The Landing
At last, after driving for what seemed like hours, Penny swung the car into her driveway at The Landing. She got out and walked around to the passenger side to open the door for her mother.
‘You are too fat around the middle, Penny,’ Marie said. ‘You should diet.’
Penny paused, looking down at her mother, not yet willing to help her up. Unlike every other old woman, Marie wore her silver hair long, swept up behind her head in an elegant roll.
‘What? Is the truth a crime?’ said Marie. ‘Truth gives a short answer, lies go the long way. Penny, I am your mother. You are too fat.’
SEVEN
A dazzled world
Hippolyte, a fruit of love, a cherub of a baby boy who might have stepped straight from a Baroque trompe-l’oeil ceiling, was sleeping on his back. One plump fist rested against his juicy face, his cheeks slightly inflamed because he was teething. Blond curls lay damp across his forehead, the curls Scarlett refused to cut, even though everyone took him for a girl. His lips—his lips!—so ripe, so glossy, so swollen, more beautiful than any photoshopped model. He was delicious, lustrous, and Scarlett could eat him, except that eating Hippolyte would wake him up.
Scarlett stood on one leg, looking down into her baby son’s cot, her eldest son stirring in his new bed on the opposite side of the room. Ajax was proudly sleeping in his first grownup bed, fashioned like a racing car; a bed Paul had ordered especially. Paul had put it up himself, too, the kids jumping all over him, and he had never once lost his temper. Afternoon nap time was Scarlett’s favourite, the only moment she felt halfway competent as a mother. She loved to gaze at her children’s sleeping faces—fed, alive, unbroken—astonished that she, Scarlett, could be responsible for a human life, and not just one life but two, keeping them safe from fire, water, snakes, poison. She was not a very good mother, she knew; she could not stop them fighting, knocking each other senseless or else screaming their heads off. Once, when Ajax was not yet walking, she had lifted him into a tree beside the lake, carefully wedging his fat nappied bottom into the fork of two branches so that he resembled a plump koala, stepping back to take a photograph at precisely the same moment he fell headfirst to the ground. There was an awful second of silence before he erupted into a mighty howl; the particular silence that told her it was going to be bad, that he was gathering every ounce of outrage and pain, and that it was going to require yet another call to her mother and a race into Gympie Hospital. Ajax’s lip was split, and there was a nasty cut above his eye, but mercifully no bone was broken. There was so much blood that at first Scarlett was sure she had killed him, that the blood sealed inside his skin had broken free, and was destined to flow till it ran out.

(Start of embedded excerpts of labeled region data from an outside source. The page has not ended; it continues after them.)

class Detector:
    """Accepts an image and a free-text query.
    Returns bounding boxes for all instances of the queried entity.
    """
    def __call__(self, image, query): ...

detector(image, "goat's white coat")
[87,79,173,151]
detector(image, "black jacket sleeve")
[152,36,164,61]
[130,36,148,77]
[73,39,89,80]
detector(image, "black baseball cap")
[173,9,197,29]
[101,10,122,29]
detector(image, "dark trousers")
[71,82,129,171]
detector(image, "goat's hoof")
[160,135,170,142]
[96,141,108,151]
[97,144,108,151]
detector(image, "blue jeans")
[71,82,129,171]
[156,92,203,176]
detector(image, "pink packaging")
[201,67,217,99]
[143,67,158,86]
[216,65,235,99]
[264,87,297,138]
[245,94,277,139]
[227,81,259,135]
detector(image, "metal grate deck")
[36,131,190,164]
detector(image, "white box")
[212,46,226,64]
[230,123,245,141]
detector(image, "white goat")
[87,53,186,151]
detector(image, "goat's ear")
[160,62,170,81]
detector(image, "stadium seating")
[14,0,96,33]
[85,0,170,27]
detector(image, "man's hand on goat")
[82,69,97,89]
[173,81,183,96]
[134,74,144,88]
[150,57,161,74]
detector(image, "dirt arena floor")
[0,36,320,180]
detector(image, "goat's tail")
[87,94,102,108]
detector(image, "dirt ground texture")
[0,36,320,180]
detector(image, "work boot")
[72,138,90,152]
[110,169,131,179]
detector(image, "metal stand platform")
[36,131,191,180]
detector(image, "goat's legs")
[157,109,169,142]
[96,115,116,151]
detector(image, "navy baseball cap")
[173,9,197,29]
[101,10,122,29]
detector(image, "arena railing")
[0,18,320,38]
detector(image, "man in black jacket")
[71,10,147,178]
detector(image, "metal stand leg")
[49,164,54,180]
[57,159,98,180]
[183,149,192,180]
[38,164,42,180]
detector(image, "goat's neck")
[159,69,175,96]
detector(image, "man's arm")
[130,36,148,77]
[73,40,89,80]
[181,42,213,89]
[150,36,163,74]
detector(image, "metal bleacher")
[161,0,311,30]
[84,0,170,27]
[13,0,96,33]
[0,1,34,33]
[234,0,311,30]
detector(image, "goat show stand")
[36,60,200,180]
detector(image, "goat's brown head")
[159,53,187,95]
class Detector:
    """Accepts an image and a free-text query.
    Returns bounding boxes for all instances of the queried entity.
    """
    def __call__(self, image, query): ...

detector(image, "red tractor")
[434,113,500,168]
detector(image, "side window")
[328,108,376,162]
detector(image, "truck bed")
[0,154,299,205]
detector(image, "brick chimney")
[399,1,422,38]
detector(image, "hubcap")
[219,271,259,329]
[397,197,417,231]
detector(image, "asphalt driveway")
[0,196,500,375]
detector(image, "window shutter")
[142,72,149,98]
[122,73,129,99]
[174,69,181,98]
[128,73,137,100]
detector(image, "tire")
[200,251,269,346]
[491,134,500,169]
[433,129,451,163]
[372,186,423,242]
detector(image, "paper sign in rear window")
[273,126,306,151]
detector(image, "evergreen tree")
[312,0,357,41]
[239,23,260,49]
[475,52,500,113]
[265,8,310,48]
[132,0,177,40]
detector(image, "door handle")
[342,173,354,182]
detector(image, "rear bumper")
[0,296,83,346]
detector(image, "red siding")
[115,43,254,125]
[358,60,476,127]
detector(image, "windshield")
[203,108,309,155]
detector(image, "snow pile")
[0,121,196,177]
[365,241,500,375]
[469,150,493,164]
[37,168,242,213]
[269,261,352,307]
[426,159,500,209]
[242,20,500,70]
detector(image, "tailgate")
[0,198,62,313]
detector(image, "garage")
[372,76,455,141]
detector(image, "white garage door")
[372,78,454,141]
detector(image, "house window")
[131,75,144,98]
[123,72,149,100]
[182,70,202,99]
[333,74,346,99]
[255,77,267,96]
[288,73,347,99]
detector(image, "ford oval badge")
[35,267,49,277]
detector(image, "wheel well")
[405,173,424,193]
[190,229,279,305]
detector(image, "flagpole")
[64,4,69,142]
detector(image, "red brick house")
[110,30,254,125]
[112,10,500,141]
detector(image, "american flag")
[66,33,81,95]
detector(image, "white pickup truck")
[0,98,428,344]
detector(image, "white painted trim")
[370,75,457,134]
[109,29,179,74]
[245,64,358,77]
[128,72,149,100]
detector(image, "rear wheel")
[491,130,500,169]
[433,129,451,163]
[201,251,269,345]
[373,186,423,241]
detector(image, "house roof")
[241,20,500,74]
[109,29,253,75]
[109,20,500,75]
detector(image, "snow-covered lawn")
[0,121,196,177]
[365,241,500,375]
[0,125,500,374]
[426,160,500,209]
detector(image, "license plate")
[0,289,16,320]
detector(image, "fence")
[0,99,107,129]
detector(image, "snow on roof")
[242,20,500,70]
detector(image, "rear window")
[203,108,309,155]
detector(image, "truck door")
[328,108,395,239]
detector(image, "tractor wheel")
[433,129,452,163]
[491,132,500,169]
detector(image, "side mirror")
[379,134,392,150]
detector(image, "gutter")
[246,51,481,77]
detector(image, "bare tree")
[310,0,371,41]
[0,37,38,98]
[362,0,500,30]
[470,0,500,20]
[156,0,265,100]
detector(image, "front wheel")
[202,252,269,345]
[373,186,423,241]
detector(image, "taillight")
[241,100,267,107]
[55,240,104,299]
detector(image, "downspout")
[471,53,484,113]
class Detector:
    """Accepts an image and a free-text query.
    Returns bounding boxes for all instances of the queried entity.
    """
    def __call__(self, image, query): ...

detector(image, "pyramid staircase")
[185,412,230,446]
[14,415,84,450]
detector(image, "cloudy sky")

‘You put him in a tree?’ Paul said. ‘A baby who can barely sit up?’
She could not explain how she thought she had thoroughly calculated the risk, nor how she had so spectacularly miscalculated it. That night she cried and cried in Paul’s arms, and it was not until the early hours of the morning, Paul’s mouth upon the soft rise between her legs, her orgasm bursting upon his poetic tongue, that she knew Ajax was going to be all right, that she and Paul were going to be all right, that whatever strange, ravishing terrors were upon them, they had between them forever and ever this stupendous glory, unspooling, a dazzled world.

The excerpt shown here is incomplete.